Lastly, if you've heard anything about The Stanley Parable it’s likely about the various endings the game has. There’s a reason why such a big deal is made about the game’s multiple endings. Sure they add to the high replay value of the game, but it’s the uniqueness of the endings that makes them something to write home about. There are some endings that follow along with the universe you’re introduced to from the start and play into the story of Stanley and his company. But once you experience those few “simple” endings, you’ll want to find the purely absurd, sometimes depressing, but almost always hilarious endings that will keep you playing for hours just to see if you can discover a new one this time around. I won’t spoil any of them for you, and it’s easy enough to find them all with a simple Google or YouTube search, but I highly recommend you spend the first hour or two exploring on your own without any guides, as the game was intended to be played. Trust me, you won’t be disappointed.

TSP may or may not have a rankings system.

While speaking with a friend the other day, he stated that The Stanley Parable isn't for everyone, and he was glad that the game’s humor spoke to him so he could enjoy the ride.

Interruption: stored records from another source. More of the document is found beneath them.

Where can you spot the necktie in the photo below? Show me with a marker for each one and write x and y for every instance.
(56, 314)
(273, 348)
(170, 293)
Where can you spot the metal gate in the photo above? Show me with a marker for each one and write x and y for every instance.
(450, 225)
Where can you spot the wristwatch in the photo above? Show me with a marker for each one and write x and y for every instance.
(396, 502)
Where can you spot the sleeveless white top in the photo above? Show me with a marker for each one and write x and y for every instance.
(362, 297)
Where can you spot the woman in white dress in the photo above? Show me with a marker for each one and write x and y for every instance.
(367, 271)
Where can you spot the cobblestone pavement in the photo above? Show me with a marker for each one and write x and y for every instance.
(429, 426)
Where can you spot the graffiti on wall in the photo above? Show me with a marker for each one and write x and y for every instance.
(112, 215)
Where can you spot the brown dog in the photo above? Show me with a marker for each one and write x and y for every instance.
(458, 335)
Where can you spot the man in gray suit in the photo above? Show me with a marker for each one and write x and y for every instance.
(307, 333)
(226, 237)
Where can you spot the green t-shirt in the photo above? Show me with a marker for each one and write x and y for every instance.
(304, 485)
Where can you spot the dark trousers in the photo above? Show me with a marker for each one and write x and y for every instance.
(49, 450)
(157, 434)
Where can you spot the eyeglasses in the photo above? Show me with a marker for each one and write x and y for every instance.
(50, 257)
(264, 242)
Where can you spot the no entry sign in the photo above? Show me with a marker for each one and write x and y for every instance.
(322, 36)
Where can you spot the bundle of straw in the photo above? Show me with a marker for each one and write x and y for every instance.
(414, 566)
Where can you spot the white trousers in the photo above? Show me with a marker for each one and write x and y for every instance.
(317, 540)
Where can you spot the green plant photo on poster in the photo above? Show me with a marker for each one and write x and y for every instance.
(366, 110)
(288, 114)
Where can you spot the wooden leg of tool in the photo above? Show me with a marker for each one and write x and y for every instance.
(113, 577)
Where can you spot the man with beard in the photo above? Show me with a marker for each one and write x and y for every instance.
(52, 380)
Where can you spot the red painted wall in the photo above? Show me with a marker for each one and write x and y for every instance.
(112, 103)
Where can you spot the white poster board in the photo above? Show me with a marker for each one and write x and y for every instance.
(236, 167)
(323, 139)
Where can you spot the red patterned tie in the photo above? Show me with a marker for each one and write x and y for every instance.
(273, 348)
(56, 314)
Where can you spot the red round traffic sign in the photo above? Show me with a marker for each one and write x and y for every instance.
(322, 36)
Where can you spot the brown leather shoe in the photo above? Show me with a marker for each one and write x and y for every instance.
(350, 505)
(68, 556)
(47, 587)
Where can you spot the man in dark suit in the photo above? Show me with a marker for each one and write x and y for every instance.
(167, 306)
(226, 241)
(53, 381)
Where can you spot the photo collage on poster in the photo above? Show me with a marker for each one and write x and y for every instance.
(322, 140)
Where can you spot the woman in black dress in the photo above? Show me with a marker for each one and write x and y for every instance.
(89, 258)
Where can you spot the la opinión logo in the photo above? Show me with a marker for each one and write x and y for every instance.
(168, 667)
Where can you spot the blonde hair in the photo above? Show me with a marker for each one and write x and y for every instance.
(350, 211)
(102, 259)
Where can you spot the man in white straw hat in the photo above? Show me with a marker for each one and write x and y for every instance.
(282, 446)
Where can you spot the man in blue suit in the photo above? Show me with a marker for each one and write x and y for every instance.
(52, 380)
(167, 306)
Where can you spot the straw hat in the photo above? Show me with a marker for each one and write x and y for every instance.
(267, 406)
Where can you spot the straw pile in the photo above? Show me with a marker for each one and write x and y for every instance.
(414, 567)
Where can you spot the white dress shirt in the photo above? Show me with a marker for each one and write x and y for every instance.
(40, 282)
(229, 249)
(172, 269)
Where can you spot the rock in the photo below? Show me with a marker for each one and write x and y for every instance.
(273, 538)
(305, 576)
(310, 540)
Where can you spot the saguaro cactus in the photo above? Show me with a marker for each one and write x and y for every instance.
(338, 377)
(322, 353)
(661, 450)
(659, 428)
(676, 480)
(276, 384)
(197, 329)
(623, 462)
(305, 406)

This is essentially what the game’s enjoyability boils down to – if you love the dark, snarky, and sometimes bizarre situations and narration you’ll experience in the game, then you’ll love it. Still, some people will simply not enjoy the game for one reason or another (a friend of mine played it and just found it too strange and kept “expecting something to happen”) and that’s okay. The Stanley Parable is still worth your time and money, because it’s a unique game that doesn't come along very often, and should be experienced just for the sake of curiosity. Just remember – you can’t always trust that voice in your head, no matter how funny it may be.